I had to smile….I like to think it was Savannah, approving of her sisters choice! :)



We also had a local church Christmas fete that was filled with fun stuff….all free in the spirit of Christmas…..I hope this photo makes you smile as it did me….watching my little daughter, draw in a deep breathe, and bravely jump into the abyss....like we all have to sometimes.....




You really need to do what works for you this time of year.
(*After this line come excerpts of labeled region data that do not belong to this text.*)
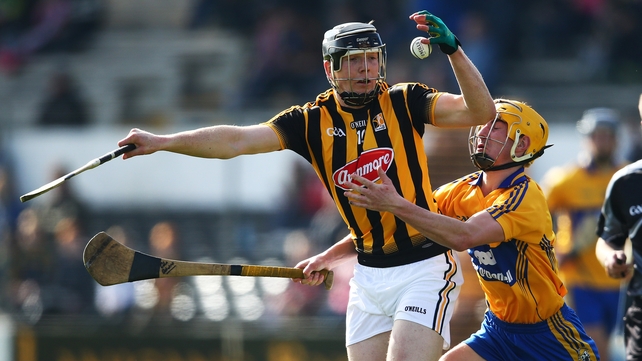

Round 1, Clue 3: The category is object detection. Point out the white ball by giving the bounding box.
[410,36,432,59]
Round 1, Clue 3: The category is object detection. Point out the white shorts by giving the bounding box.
[346,251,464,349]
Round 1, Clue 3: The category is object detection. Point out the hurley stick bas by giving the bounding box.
[83,232,334,290]
[20,144,136,203]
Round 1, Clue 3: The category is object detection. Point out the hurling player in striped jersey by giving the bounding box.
[346,99,599,361]
[119,11,496,361]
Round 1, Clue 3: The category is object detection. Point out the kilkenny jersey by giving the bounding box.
[542,161,621,290]
[264,83,447,267]
[434,167,566,323]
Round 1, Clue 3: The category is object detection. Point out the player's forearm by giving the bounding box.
[448,47,496,126]
[158,126,241,159]
[321,234,357,269]
[391,199,477,251]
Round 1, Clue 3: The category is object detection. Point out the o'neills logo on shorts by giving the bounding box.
[332,148,395,190]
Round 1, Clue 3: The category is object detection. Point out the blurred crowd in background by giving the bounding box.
[0,0,642,356]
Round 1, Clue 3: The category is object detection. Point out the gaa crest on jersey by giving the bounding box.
[350,120,368,129]
[372,113,386,132]
[577,348,591,361]
[332,148,395,190]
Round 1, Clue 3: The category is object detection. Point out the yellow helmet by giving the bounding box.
[469,99,552,170]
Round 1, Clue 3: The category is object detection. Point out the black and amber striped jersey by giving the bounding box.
[264,83,447,267]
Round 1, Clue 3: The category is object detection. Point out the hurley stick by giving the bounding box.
[83,232,334,290]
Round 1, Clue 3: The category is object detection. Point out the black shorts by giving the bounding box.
[624,296,642,361]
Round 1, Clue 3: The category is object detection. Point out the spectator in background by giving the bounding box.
[543,108,623,360]
[37,70,91,126]
[149,221,181,314]
[45,217,95,315]
[9,208,54,323]
[0,0,104,74]
[94,225,134,320]
[595,156,642,360]
[626,93,642,163]
[34,164,89,243]
[266,230,327,316]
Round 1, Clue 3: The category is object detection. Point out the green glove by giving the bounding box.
[417,10,461,55]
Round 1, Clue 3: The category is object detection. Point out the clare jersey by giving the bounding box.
[542,165,621,290]
[264,83,447,267]
[434,167,566,323]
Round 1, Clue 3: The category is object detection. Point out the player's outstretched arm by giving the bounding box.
[118,125,281,159]
[293,234,357,286]
[410,10,495,127]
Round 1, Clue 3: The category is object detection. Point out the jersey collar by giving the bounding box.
[470,167,528,188]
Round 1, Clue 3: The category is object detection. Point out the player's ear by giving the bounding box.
[323,60,332,79]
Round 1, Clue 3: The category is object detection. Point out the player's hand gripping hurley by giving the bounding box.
[83,232,334,290]
[20,144,136,203]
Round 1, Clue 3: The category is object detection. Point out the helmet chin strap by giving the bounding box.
[470,144,553,172]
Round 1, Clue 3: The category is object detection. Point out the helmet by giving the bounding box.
[322,22,386,106]
[468,99,551,170]
[577,108,619,135]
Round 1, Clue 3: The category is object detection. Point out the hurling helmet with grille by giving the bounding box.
[322,22,386,106]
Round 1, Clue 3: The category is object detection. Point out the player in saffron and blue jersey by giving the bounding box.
[119,11,495,361]
[346,99,599,361]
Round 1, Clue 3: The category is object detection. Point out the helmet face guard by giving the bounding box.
[468,99,550,171]
[322,23,387,106]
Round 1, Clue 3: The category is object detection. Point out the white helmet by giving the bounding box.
[322,22,386,106]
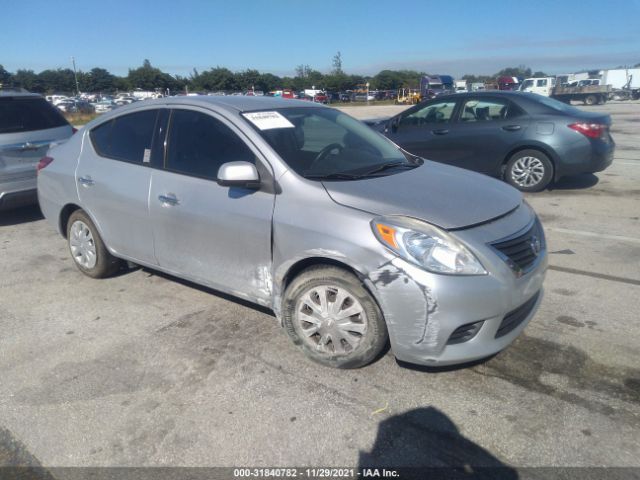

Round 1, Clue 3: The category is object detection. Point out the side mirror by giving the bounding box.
[218,162,260,188]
Whether it’s wasting time doing nothing but sleeping, or turning on an answering machine to get some peace….whether it’s over indulging in chocolate…or finding some serenity in some simple moments, seeing the beauty in being alive that helps.

I’ve had quite a few of those too with our family of swans that park up each night right at sunset, waiting patiently to be fed stale bread by Dempsey.




Having friends and family around this year will be like an invisible barricade of strength for me. 

I know they love me, scars and all.   And that helps me survive those sad moments that lie just under my eyelids and inside my heart.

The presents don’t matter to me anymore…just the love, the hugs, the hello’s, the sound of Bing Crosby’s Christmas Carols quietly playing….and getting to see Christmas through my child’s eye’s is what gets me through.

I’ll think of the many others around the world who are missing their loved ones, they also help remind me I’m not the only one missing someone.....

Yes, small steps, big breathes, appreciation and love will be inside my stocking this year....along with happiness.  I'll have the privilege of telling those I care about, just how special they make my Christmas and how they fill my blue christmas cup with sunshine!